Il velo della donna, nelle parole dei padri della Chiesa, diviene quindi il «fardello della sua costituzionale sottomissione» o il suo «giogo» o il «simbolo di soggezione». Le donne cristiane pertanto «dovrebbero coprire non solo il capo ma tutta la faccia», imitando «quelle d’Arabia» che a malapena vedono con un solo occhio attraverso il velo.
Nell’antichità non tutte le Chiese seguono la medesima tradizione, per cui sorge il problema di seguire la consuetudine più confacente con le norme insegnate da Dio. Per la soluzione della questione del velo, Tertulliano si appella all’autorità delle Chiese orientali: i corinzi, dopo la contestazione, hanno recepito e trasmesso l’insegnamento di Paolo, quindi le altre Chiese devono adeguarsi alla norma liturgica paolina.
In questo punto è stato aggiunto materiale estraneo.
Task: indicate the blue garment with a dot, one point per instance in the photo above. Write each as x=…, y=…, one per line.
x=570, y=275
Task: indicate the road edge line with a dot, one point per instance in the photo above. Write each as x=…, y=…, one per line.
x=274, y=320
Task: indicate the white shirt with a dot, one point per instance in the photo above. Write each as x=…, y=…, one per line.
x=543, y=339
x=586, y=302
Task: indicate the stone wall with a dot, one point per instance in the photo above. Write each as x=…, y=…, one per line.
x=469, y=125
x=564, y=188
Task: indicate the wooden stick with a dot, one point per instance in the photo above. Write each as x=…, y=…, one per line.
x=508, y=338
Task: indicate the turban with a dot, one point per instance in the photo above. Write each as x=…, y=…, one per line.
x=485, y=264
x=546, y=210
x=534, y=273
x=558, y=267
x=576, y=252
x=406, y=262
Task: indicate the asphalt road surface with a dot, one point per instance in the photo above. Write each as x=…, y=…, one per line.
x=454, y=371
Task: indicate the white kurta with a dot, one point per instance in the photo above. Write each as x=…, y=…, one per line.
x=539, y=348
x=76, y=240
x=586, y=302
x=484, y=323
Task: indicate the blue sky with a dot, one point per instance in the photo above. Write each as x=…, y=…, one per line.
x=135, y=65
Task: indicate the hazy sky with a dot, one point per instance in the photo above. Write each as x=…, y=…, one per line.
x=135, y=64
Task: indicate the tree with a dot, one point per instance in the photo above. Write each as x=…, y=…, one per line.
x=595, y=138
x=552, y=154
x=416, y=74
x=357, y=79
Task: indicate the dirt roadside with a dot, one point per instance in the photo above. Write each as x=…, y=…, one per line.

Ben presto si impone opuscolo catechetico di Tertulliano Il velo delle verginiche, pur in odore di montanismo, diviene un manuale di riferimento per le future istituzioni monastiche femminili, pur stabilendo, nonostante il titolo, la norma del velo nella preghiera non solo per le vergini, ma per tutte le donne, comprese le coniugate («donne di una pudicizia di second’ordine»).
L’esigenza di conferire alla norma l’autorevolezza della Chiesa istituzionale trapela nel tardo Liber pontificalis, in cui si attribuisce a Papa Lino, su ordine proprio di san Pietro suo predecessore, la conferma dell’obbligo per le donne di partecipare alla celebrazione eucaristica col capo coperto.
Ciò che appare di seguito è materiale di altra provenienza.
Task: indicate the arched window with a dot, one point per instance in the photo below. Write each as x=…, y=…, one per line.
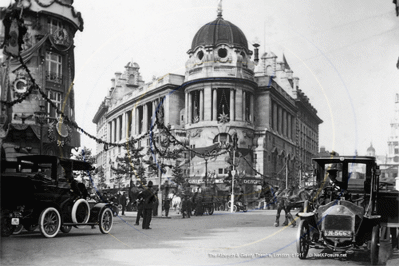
x=223, y=139
x=131, y=79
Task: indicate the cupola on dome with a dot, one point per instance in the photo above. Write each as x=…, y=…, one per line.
x=217, y=32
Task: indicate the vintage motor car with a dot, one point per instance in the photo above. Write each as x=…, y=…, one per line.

È certo che l’insegnamento paolino, passato al vaglio della tradizione, è riformulato nel concilio di Gangra (324 circa), in cui il velo è definito «memoriale di sottomissione», e giunge con impronta attenuata al Codex iuris canonici del 1917 che ancora distingue tra gli uomini a testa nuda e le donne con il velo e in abbigliamento di modestia.
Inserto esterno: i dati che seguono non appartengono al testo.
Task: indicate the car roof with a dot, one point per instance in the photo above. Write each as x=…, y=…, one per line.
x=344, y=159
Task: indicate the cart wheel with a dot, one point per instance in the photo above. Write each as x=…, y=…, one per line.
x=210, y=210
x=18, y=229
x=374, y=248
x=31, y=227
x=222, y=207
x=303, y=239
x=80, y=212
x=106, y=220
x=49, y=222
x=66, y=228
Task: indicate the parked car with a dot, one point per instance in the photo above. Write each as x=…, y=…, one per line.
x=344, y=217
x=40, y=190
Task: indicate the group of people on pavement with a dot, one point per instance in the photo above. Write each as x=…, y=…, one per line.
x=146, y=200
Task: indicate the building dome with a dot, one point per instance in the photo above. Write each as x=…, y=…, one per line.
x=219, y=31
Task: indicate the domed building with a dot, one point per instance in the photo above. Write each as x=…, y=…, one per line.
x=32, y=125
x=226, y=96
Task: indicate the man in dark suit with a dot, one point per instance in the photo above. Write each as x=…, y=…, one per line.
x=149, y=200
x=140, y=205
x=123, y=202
Dopo la riforma conciliare non sussistono più specifiche indicazioni. La consuetudine, nel rispetto della tradizione, sembra superata nella Gaudium et spes («La Chiesa non è legata in modo esclusivo e indissolubile […] a nessuna consuetudine antica o recente»), che tra le forme di discriminazione condanna al primo posto quelle «in ragione del sesso», riconoscendo che i diritti fondamentali della persona «non sono ancora e dappertutto garantiti pienamente (…) quando si nega alla donna la facoltà di scegliere liberamente il marito e di abbracciare un determinato stato di vita, oppure di accedere a un’educazione e a una cultura pari a quelle che si ammettono per l’uomo». Non c’è più spazio per quel segno di sottomissione, troppo frainteso, o strumentalizzato, nel suo significato originario.